A Lei Federal referida delegou à ANS, em seu artigo 1º, parágrafo primeiro, o poder de polícia a ser exercido sobre as operadoras, de forma imparcial, fiscalizando seus atos e posturas contratuais, bem como o seu relacionamento com os usuários dos contratos, sobrevindo no ano de 2000 a Lei Federal 9.961 que regulamentou a atuação da ANS. Assim, infringida uma determinação normativa, legal ou infra-legal, a Agência Nacional de Saúde, com o poder conferido por lei, deve aplicar a sanção, normalmente após procedimento administrativo iniciado com um pedido de esclarecimentos que pode culminar com a aplicação de multas que variam de R$ 50 mil a R$ 1 milhão.

Contudo, diante de duas situação similares, a ANS vem atuando de forma distinta na apuração dos fatos e, pior, na aplicação de penalidades. A Agência Nacional de Saúde Suplementar promove as investigações por meio de denúncias de usuários à autarquia e por meio do projeto denominado “olho vivo” quando, por amostragem, uma empresa é selecionada para que seja averiguado se a mesma cumpre as normas do setor. Tanto um procedimento quanto outro visam, objetivamente, a verificação de eventual infração por parte da operadora distinguindo um procedimento do outro apenas pela sua origem já que um é derivado do próprio consumidor e outro iniciado espontaneamente pela ANS. Contudo, verificada, por qualquer dos meios, a prática de infração, as conseqüências são diversas, e aqui reside a ilegalidade.
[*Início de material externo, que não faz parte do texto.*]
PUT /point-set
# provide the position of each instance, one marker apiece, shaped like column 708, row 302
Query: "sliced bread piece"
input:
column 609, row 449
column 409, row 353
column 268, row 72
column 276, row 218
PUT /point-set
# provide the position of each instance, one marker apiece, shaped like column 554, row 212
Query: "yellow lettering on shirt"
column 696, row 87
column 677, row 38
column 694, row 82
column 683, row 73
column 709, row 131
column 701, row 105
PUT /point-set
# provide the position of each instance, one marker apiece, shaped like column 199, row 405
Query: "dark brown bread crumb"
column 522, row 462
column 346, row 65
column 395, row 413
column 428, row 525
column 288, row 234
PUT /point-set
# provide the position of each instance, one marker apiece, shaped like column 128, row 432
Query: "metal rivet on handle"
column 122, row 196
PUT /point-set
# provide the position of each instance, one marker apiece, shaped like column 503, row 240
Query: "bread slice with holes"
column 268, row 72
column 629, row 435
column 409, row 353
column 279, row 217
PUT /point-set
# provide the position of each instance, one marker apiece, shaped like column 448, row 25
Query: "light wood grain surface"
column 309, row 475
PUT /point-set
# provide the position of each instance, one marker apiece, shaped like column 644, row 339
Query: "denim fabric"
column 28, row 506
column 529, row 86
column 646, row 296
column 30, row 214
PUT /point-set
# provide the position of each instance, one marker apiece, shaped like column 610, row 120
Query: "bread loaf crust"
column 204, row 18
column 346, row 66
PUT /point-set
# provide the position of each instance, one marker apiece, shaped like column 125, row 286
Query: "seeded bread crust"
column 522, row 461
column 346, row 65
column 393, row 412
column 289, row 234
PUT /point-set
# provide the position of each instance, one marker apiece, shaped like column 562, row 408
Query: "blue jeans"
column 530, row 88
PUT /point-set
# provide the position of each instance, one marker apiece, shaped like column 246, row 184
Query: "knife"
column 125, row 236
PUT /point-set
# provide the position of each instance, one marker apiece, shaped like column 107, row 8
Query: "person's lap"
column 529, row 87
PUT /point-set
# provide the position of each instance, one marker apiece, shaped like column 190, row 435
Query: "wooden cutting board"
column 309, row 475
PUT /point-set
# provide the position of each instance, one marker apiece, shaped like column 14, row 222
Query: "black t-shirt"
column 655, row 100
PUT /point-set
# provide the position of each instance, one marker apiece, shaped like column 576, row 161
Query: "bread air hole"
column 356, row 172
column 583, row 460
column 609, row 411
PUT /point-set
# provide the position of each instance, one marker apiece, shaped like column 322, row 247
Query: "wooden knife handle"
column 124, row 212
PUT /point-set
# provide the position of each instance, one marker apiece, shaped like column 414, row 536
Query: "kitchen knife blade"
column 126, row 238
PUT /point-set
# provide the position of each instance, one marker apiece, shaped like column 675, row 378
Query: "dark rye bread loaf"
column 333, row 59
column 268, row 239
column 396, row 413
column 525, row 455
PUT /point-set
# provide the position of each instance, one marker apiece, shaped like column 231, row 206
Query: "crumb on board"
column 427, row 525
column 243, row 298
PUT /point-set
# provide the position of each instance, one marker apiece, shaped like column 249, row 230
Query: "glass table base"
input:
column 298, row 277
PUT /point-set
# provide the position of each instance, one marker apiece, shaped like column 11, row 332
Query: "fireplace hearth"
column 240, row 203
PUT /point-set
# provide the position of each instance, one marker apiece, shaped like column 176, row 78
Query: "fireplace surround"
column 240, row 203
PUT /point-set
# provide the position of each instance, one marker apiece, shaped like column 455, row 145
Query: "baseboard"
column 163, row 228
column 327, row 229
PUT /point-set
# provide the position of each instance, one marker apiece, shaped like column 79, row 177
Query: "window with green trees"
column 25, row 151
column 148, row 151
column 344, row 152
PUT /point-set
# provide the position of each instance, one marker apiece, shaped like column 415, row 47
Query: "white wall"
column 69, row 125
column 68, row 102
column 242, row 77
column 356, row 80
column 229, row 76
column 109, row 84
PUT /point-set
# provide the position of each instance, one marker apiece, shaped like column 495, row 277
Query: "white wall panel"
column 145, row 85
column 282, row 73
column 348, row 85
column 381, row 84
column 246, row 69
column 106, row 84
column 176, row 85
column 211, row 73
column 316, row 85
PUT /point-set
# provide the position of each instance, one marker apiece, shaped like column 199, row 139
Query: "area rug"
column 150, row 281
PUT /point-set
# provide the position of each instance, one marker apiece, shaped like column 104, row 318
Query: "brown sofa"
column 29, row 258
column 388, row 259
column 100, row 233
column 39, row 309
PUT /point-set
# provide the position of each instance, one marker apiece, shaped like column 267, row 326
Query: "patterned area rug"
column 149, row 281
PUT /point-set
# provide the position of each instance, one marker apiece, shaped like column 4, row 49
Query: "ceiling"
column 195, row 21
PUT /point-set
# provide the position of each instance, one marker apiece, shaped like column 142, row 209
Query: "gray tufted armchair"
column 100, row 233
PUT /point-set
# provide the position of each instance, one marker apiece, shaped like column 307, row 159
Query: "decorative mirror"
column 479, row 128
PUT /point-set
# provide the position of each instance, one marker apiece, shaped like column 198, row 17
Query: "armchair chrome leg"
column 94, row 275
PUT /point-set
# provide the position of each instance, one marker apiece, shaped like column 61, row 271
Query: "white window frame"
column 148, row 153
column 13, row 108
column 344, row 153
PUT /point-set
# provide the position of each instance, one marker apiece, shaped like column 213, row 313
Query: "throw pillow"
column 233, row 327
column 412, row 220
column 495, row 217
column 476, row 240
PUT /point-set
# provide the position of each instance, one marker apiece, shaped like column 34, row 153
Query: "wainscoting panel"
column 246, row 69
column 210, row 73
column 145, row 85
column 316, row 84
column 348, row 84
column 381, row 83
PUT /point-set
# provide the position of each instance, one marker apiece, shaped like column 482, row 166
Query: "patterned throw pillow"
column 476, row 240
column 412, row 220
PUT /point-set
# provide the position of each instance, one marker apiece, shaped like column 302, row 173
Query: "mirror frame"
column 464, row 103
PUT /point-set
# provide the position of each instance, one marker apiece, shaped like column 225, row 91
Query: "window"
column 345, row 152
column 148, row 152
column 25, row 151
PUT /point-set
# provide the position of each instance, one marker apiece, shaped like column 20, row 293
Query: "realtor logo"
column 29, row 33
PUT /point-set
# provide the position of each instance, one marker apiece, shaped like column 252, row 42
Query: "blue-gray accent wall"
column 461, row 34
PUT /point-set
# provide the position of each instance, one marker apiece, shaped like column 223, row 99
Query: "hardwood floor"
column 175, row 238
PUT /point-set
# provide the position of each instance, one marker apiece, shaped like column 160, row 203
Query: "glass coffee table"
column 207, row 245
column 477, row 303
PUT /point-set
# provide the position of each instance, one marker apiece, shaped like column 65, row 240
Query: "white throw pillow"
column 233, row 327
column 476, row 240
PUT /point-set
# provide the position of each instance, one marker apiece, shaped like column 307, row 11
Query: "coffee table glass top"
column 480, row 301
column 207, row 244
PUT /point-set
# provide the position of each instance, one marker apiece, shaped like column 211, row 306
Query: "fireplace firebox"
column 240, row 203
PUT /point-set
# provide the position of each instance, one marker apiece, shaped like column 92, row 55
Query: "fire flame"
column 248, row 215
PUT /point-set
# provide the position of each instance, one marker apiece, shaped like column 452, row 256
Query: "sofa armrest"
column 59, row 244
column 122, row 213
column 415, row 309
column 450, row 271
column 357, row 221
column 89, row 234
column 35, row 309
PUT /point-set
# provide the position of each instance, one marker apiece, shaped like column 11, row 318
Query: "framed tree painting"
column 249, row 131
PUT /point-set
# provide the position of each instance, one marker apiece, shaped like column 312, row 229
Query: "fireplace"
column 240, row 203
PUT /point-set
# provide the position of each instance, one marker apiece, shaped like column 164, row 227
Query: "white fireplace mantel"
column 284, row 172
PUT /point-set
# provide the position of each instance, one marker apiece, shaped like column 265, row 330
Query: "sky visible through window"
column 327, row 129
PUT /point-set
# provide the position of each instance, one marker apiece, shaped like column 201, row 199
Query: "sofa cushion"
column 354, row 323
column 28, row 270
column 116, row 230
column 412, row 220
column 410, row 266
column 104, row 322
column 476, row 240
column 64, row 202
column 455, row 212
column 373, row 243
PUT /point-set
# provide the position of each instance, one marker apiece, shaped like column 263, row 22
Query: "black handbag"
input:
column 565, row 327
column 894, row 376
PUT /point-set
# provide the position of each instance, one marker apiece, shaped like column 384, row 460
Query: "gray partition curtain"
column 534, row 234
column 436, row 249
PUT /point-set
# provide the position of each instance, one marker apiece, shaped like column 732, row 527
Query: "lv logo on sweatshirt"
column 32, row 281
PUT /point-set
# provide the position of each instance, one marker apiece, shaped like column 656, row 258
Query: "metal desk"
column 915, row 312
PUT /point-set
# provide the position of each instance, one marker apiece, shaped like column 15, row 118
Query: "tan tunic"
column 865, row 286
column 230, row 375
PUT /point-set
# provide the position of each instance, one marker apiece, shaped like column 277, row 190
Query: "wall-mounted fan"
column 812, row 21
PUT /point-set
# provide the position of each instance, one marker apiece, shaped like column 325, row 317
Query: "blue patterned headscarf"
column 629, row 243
Com efeito reconhecendo a ANS a prática de infração por parte da empresa e por meio do projeto “olho vivo” a operadora é convocada para que, em data previamente designada, compareça na sede da autarquia para firmar um termo de compromisso ou ajuste de conduta quando então a empresa se compromete a regularizar a postura tida por irregular sob pena, aí sim, no caso de descumprimento, de aplicação de multa. Este, em nosso entendimento, uma prática correta e justa já que atua a ANS, num primeiro momento, e efetivamente, como órgão imparcial e orientador, como deve ser. Porém, quando a investigação ocorre decorrente de pedido ou denúncia do usuário, de forma direta, a ANS, após a inauguração de procedimento administrativo, e em reconhecendo a ocorrência da infração, aplica as multas previstas na Resolução da Diretoria Colegiada 24/2000, normalmente fixadas em R$ 50 mil.
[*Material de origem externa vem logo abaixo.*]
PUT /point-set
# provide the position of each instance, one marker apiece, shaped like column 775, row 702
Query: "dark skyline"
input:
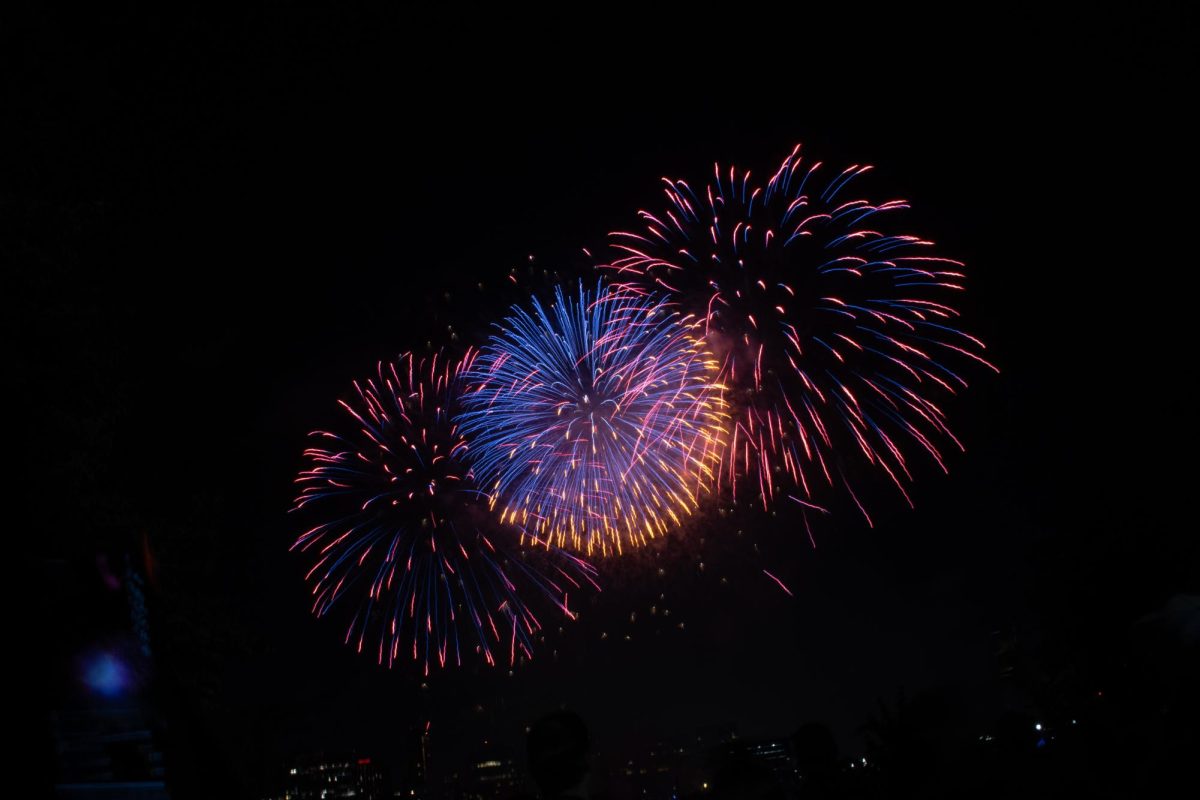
column 219, row 223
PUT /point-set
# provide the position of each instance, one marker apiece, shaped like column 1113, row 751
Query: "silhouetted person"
column 558, row 755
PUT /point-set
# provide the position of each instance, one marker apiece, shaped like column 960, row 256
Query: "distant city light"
column 106, row 674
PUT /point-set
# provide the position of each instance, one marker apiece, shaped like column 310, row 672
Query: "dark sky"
column 221, row 222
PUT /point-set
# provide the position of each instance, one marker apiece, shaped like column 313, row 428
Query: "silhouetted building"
column 412, row 776
column 491, row 775
column 329, row 779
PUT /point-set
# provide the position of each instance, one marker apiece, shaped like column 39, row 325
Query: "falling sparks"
column 597, row 423
column 407, row 546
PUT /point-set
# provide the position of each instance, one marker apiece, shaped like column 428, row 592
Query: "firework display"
column 595, row 423
column 835, row 336
column 773, row 340
column 407, row 545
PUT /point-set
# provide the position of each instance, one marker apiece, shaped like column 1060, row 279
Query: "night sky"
column 217, row 223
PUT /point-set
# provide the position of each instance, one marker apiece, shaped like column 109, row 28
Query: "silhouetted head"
column 558, row 752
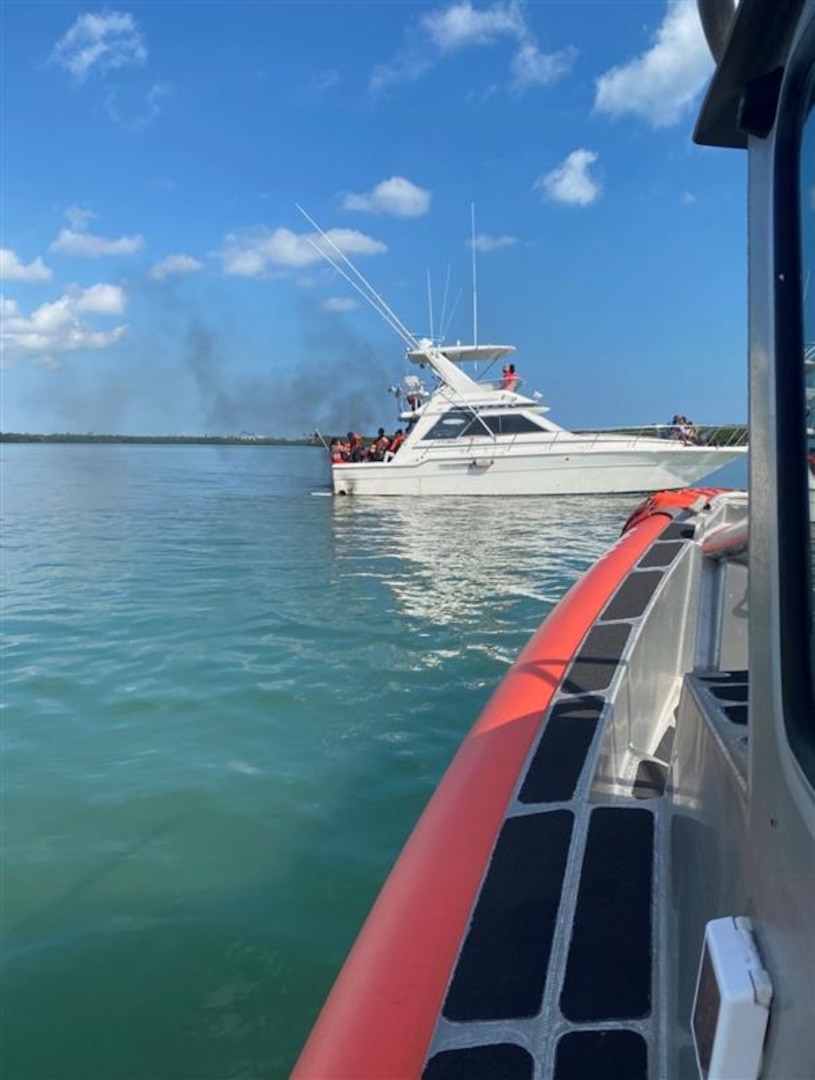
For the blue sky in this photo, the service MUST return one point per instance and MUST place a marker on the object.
(158, 277)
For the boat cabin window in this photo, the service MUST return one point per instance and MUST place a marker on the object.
(462, 423)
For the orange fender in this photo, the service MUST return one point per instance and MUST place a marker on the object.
(665, 501)
(380, 1016)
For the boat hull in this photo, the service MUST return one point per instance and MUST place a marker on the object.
(601, 471)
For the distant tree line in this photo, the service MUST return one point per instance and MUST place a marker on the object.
(14, 436)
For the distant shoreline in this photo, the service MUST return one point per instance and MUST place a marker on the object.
(11, 436)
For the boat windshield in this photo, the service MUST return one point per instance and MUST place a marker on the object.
(459, 423)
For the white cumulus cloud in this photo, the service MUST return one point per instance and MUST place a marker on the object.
(253, 252)
(76, 239)
(339, 304)
(174, 265)
(60, 325)
(449, 29)
(530, 67)
(461, 25)
(12, 268)
(100, 41)
(486, 243)
(663, 83)
(396, 196)
(571, 181)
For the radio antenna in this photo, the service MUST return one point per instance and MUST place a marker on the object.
(430, 306)
(475, 282)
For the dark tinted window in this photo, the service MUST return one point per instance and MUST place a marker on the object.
(461, 423)
(511, 423)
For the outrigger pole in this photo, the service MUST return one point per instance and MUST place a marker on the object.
(368, 293)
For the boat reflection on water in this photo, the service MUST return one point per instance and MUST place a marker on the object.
(472, 557)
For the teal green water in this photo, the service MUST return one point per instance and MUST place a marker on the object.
(225, 703)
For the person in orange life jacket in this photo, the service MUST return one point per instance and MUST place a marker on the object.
(396, 442)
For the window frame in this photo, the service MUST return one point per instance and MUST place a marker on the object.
(796, 578)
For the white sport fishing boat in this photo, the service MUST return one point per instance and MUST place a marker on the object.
(479, 437)
(616, 875)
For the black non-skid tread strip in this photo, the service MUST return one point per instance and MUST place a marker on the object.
(502, 1061)
(608, 973)
(650, 780)
(632, 598)
(661, 553)
(678, 530)
(612, 1055)
(502, 968)
(732, 691)
(561, 753)
(595, 664)
(736, 714)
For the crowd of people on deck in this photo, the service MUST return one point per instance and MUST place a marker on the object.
(354, 448)
(681, 429)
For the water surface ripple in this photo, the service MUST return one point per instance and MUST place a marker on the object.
(225, 703)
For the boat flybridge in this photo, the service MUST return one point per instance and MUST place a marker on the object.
(469, 436)
(615, 877)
Os atos levados a efeito pela ANS, tanto decorrente do projeto “olho vivo” como da denúncia de beneficiários dos planos de saúde, visam a uma só finalidade, qual seja a verificação da prática infrativa. Contudo, no primeiro caso a ANS orienta a operadora, concedendo-lhe a oportunidade de adequação o que didaticamente é aconselhável. No segundo caso, sem oportunidade de correção do eventual erro, aplica a multa. Para situação semelhantes, tratamentos diferentes.

A Lei Federal 9.784/99, que regula os procedimentos administrativos da União Federal, da qual a ANS é uma autarquia — aplicável portanto a legislação ao caso em análise — dispõe em seu artigo 2º que “A Administração Pública obedecerá, dentre outros, aos princípios da legalidade, finalidade, motivação, razoabilidade, proporcionalidade, moralidade, ampla defesa, contraditório, segurança jurídica, interesse público e eficiência” prevendo ainda em seu parágrafo único que deverá a Administração atuar “conforme a Lei e o Direito”.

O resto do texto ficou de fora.